Laporan tersebut juga merujuk pada pencabutan hak suara untuk sebagian masyarakat yang sedang menjalani hukuman dan mantan narapidana.
"Diperkirakan 5,2 juta warga dicabut haknya karena hukuman pidana, meskipun sekitar setengah dari mereka telah menjalani hukuman mereka." sebut laporan.
"Pembatasan suara ini melanggar prinsip hak pilih universal," laporan itu menyimpulkan.
Gacek mengatakan, dana darurat federal USD 400 juta atau setara Rp 5,7 triliun untuk penyelenggara pemilu negara bagian, tidak mencukupi dan kekurangan itu datang dari pihak swasta.

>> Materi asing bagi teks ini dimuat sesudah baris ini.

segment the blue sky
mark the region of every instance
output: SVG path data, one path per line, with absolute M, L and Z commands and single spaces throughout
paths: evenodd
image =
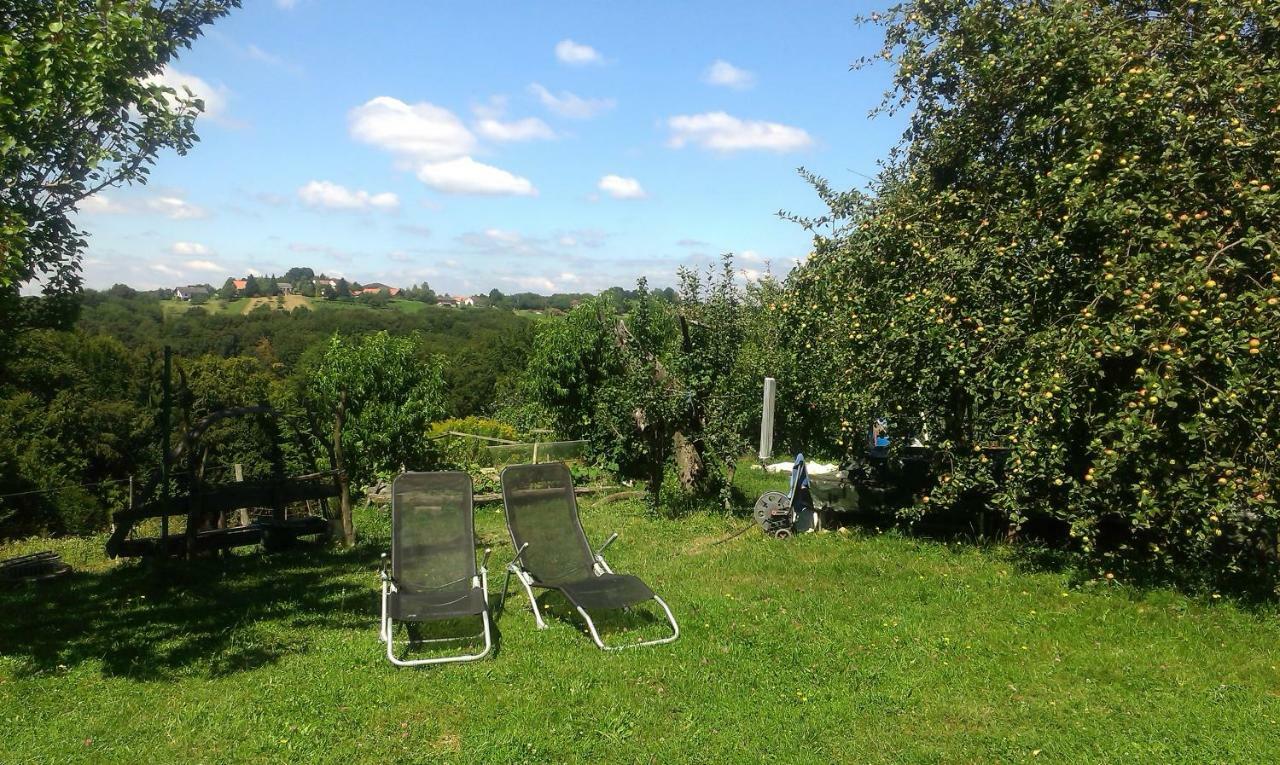
M 307 265 L 438 292 L 675 281 L 735 252 L 785 272 L 820 212 L 795 169 L 863 185 L 879 33 L 838 3 L 247 0 L 164 73 L 201 142 L 81 206 L 90 287 Z

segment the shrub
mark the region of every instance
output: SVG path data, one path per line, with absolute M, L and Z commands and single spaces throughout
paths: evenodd
M 433 422 L 426 435 L 435 444 L 442 464 L 453 469 L 472 469 L 476 466 L 490 464 L 486 448 L 494 441 L 451 436 L 447 435 L 449 431 L 508 441 L 520 440 L 520 432 L 515 427 L 488 417 L 454 417 Z

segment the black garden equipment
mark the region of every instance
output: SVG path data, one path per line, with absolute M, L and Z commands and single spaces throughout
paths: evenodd
M 617 574 L 604 560 L 604 550 L 618 537 L 611 536 L 591 551 L 577 516 L 573 478 L 563 462 L 515 464 L 502 471 L 502 500 L 516 558 L 507 567 L 507 585 L 515 576 L 524 585 L 538 628 L 547 628 L 534 597 L 534 587 L 562 594 L 586 622 L 591 640 L 600 649 L 667 643 L 680 637 L 680 626 L 667 604 L 643 581 Z M 622 646 L 608 646 L 591 620 L 591 611 L 628 609 L 653 600 L 667 615 L 671 635 Z
M 44 551 L 0 560 L 0 582 L 42 582 L 70 573 L 58 553 Z

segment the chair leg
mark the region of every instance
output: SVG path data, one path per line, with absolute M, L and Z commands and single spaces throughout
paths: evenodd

Mark Zuckerberg dari Facebook dan istrinya, Priscilla Chan, menyumbang USD 400 juta batau setara Rp 5,7 triliun.
"Tapi ketika Anda melihat 14 miliar dolar (Rp 200 triliun) yang telah dihabiskan untuk kampanye, dan Anda membandingkannya dengan pemerintahan yang harus bergantung pada dermawan untuk membantu mereka menjalankan pemilihan, saya pikir itu menarik," kata Gacek.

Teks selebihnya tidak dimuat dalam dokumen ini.